The 36-year-old Bristol resident took an Uber to the Center Avenue campus on Thursday and was turned away from seeing an unknown particular person apparently inside the firm, in line with a redacted model of the Bristol police report. The report doesn’t say who the person was however signifies Dennis Hernandez informed the Uber driver to “simply go” when he was turned away on the gate.
On his means off of ESPN’s campus, the report signifies, Dennis Hernandez bought out of the car and threw an object onto the property, which was later discovered to be a brick accompanied by a plastic bag and a handwritten be aware.

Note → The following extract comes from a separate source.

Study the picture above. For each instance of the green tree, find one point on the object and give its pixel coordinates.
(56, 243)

“To all media shops, It’s about time you realeyes (sic) the have an effect on (sic) media has on all relations,” the be aware stated, in line with the police report. “Because you’re a world vast chief perhaps you can lead how media and messages are delivered brick by brick. Clear it up! Yours really, Dennis. J. Hernandez.”
Simply previous to the incident at ESPN, Bristol police stated that they had acquired a well-being request for Dennis Hernandez after he allegedly made statements about desirous to smash the home windows on the State Capitol and ESPN.
Dennis Hernandez — a former faculty soccer participant — is the brother of the late Aaron Hernandez who performed skilled soccer for the New England Patriots earlier than committing suicide in April 2017. Aaron Hernandez, a Bristol native, was in jail on the time of his dying after being convicted of homicide.
Dennis Hernandez was charged with second-degree breach of peace following the incident at ESPN on Thursday and was informed he may very well be charged with trespassing if he goes again to the corporate’s headquarters. He’s free on a promise to seem and is predicted to be arraigned subsequent Thursday in New Britain Superior Court docket.
A spokesperson for ESPN stated Tuesday “we’re cooperating with Bristol police on its investigation.”